What most companies do is to:

  • Define a potential project/feature
  • Start talking about it, defining it some more and getting a more detailed idea of what is expected
  • By the time they want to start working, they’ve all fall in love with it and it’s a gargantuan project
  • So some features are cut off and “an MVP” is released

That is certainly not an MVP.

When we ran into these sort of definition process, we are working towards a “Release 1” or sometimes a Walking Skeleton.

To be running an MVP, we need a hypothesis that we want to validate it or invalidate, and our focus should be learning and iteration over growing and adding features.

Let me provide 2 examples that clarify the mindset you need to have in both cases.

Catalog Manager

In an e-commerce company, we had many providers that we were connected to, in order to display to the customer the products available for purchase. Without going too technical, we get products from the provider with its price, availability, descriptions, pictures, etc.

We had the need for a product that would allow a commercial team to manipulate the product information (everything except price and availability) in order to make descriptions, pictures, specs, etc more accurate and attractive for our customers.

So the usual process came in: we had the need, we start discussing what we should do, and many great ideas started to come up.

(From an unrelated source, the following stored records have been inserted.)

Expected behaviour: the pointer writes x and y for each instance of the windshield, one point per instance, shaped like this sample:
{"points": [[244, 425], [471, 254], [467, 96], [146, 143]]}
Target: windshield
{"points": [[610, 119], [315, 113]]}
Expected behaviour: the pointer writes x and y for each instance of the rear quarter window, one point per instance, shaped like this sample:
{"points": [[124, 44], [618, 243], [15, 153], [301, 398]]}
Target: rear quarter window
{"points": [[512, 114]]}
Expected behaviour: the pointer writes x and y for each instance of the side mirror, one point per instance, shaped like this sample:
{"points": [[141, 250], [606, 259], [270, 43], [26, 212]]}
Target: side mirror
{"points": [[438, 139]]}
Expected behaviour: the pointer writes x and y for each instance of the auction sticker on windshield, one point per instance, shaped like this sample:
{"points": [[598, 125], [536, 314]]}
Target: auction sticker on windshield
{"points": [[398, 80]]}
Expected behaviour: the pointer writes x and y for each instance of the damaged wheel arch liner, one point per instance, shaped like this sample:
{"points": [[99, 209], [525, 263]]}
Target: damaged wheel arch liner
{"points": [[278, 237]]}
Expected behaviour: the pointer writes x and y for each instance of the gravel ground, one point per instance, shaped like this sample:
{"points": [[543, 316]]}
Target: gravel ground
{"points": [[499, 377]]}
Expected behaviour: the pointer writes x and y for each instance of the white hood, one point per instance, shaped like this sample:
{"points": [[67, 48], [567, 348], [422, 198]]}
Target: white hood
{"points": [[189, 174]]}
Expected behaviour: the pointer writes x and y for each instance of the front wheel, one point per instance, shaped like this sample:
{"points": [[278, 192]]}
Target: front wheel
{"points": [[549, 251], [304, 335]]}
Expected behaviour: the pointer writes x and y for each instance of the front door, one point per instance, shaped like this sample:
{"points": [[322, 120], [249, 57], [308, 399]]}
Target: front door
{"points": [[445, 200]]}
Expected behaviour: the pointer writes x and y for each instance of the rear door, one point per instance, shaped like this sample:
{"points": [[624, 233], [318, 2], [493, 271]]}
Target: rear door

We started discussing things like adding videos, merging multiple descriptions from providers and a ton of cool things that should add value to the solution.

Of course, the time came to actually build it, and before going through a 6 months construction process we decided to take only a few features that were the more important ones, estimated a 1,5 months construction effort, and called it the MVP.

That was it. There was no hypothesis, there was no way to measure the success of the project. There were no learning processes in place. We built it and move on to the next thing.

And the question that I heard 2 months after the project was launched wasn’t “how much better are we selling now that we have it?” but rather “when are we going to be able to add videos?”.

NOTE: just to share how outrageous this is, the tool wasn’t even being used when the videos question came in. Most of the effort was wasted.

Automatic Pricing Policy

Another team I worked with were selling products that were kind of commodity, so price parity was crucial. There was a commercial team that every day will manually check prices against other players and update price policies based on the result. This, of course, covered a selected range of products, it was impossible to manually adjust all of them.

They wanted to automate that process and see if having a more accurate parity over a larger set of products will increase sales.

This was a huge project, with many integrations and many different kinds of policies to apply.

The team was working with 2 weeks iterations, so they came up with a goal: what is the smallest part of this project that we can implement in 2 weeks to see if the hypothesis is true.

The result was amazing, they split the project to apply only to a particular set of products and rules, and incorporated a small manual task (uploading a file from another system rather than automatically connect to it). But they were able to deliver a fast MVP.

They had a very well defined metric to test whether the result was a success or not (basically A/B test the conversion rate).

And the MVP was “a failure”. It did not increase sales. But! They found some constraints about how much a price can be lowered, how frequently the process should be executed, even what factors other than price policy might affect parity. They learned. So they updated their backlog. And 15 days later they were releasing another iteration with much more chances of success due to that new knowledge.

Wrapping up

I started this article trying to get you to avoid using the term MVP if you are working as most companies do, in a “Release 1”.

But this truly is a call for using more MVPs 🙂

I created a quick guide that I hope will help define better MVPs that I encourage you to read and use as quick reminder if you find it useful.

But again, this is about having a Lean Experimentation mindset. If you thinking about a new product or feature, think about what benefit or problem you are trying to solve and your hypothesis about why this may achieve that goal.

Think about the truly smallest thing you can build to test that hypothesis. It will help if you set a timebox, like an iteration, where you force to test something with real users in that period.

I hope you can see how beneficial this is, and I also hope you help me spread the word within your organization and get people more accurately defining MVPs vs 1st Release.